Afghanistan : Les Européens face à une guerre "américanisée"

Publié le 28 mars 2009 par Theatrum Belli @TheatrumBelli

Les Européens vont-ils être marginalisés sur le théâtre afghan ? L'annonce, vendredi 27 mars, par le président américain Barack Obama de l'envoi d'importants renforts en troupes et en aide civile, va réduire leur part dans le déploiement international. La capacité des Européens à peser sur la stratégie d'ensemble risque de s'amoindrir.

Les soldats américains comptaient jusqu'à présent pour un peu plus de la moitié de la force de l'OTAN en Afghanistan (60.000 hommes). A la fin 2009, le rapport sera d'environ de 2 contre 1, en défaveur des Européens. La tendance pourrait s'accentuer si, comme le laissent entendre des généraux américains à Kaboul, d'autres troupes sont ultérieurement envoyées par Washington.


Les moyens européens sont bien inférieurs à la puissance militaire et financière des Etats-Unis. A la conférence internationale de La Haye sur l'Afghanistan, le 31 mars, les Européens devraient annoncer de nouvelles aides à la reconstruction. Les opinions publiques peinent à percevoir ce conflit lointain comme un enjeu de sécurité nationale.

Hormis les Britanniques, qui forment le deuxième contingent, les pays européens ont souvent été critiqués, ces dernières années, par les responsables américains, pour leur difficulté à déployer plus de capacités de combat. Lors de sa visite en Europe à l'été 2008, le candidat Obama avait appelé les alliés à endosser une plus grande part de l'effort militaire. La France et l'Italie ont levé leurs restrictions à l'emploi de la force ("caveats"), et accru leur présence militaire sur le terrain. Mais les Néerlandais menacent de quitter la coalition en 2011.

L'accent mis par M. Obama sur le Pakistan et la dimension régionale, ainsi que sur le volet civil, est salué par les Européens. Les Français et les Allemands, notamment, considèrent qu'en procédant de la sorte, Washington se rallie enfin à leurs vues. Soucieux de préserver le multilatéralisme sur le dossier afghan, les Européens veulent renforcer le rôle de l'ONU dans ce pays. Londres, Berlin et Paris ont aussi nommé des "envoyés spéciaux" pour l'Afghanistan et le Pakistan, anticipant la création d'un "Groupe de contact".

Le "surge" (renfort) américain pourrait alléger la pression sur les capitales européennes.
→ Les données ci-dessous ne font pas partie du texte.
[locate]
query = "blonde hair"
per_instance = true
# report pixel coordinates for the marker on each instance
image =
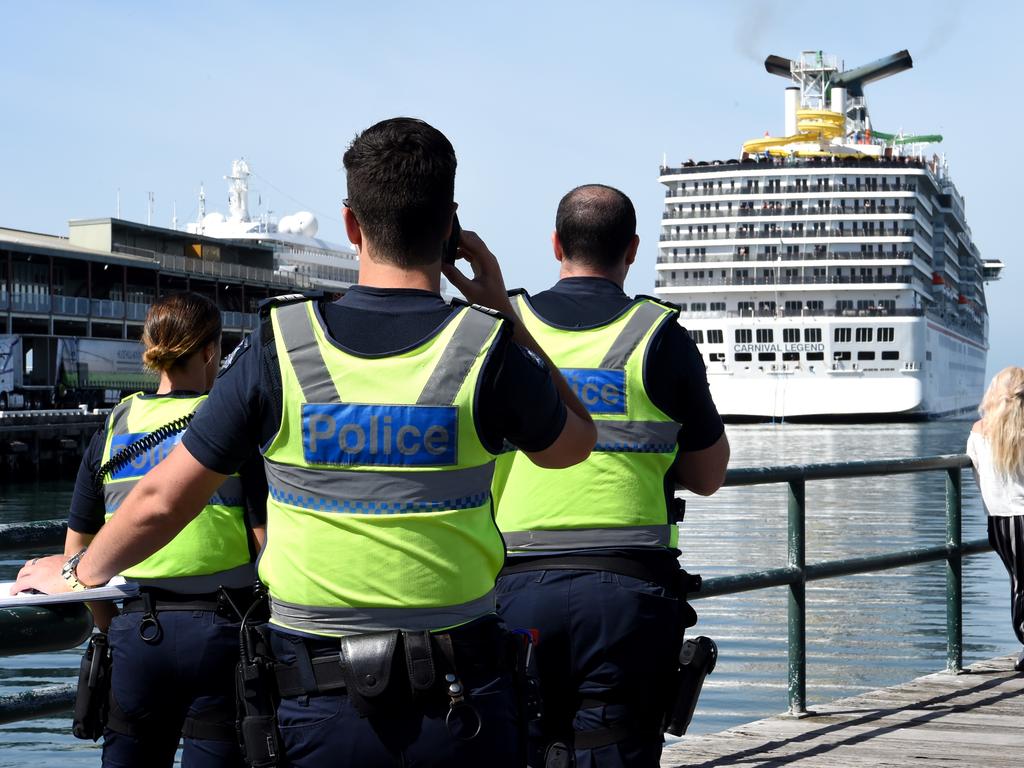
(176, 327)
(1003, 420)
Chacun admettait que la coalition avait besoin de moyens supplémentaires face aux talibans. Mais pour des raisons de politique intérieure, ni le président Nicolas Sarkozy (qui gère le retour de la France dans les structures intégrées de l'OTAN) ni la chancelière allemande Angela Merkel (qui fait face à des échéances électorales) ne peuvent accroître spectaculairement leurs contributions de troupes.

"Il y a six mois, les Américains demandaient 2.000 soldats français supplémentaires, dit une source officielle à Paris. Maintenant, ils nous poussent beaucoup sur la formation de la police, et l'envoi de gendarmes." Washington a demandé un "surge" civil à ses partenaires. La France a mis à l'étude l'envoi d'une mission européenne de 150 à 200 gendarmes.
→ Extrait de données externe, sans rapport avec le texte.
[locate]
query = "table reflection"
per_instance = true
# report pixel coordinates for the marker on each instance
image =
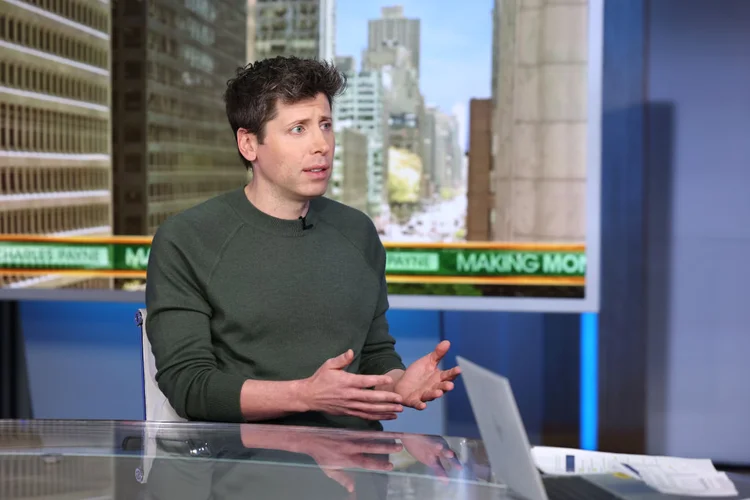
(74, 459)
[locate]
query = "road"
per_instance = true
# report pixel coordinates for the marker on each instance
(439, 222)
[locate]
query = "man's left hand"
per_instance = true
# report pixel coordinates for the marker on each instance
(424, 381)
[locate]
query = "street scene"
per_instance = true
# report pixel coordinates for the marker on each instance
(459, 124)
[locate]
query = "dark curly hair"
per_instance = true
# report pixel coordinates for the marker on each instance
(251, 96)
Le caractère "américain" de la guerre s'illustrait déjà dans le fait que seul le commandement Centcom de Tampa (Floride) dispose d'une vue d'ensemble sur toutes les opérations armées, qu'elles relèvent de l'OTAN ou de la mission américaine distincte "Liberté immuable" qui traque Al-Qaida. Et les Européens n'ont aucune prise sur l'intensification des frappes de drones américains au Pakistan, diversement appréciées, tant elles contribueraient à "talibaniser" le contexte local.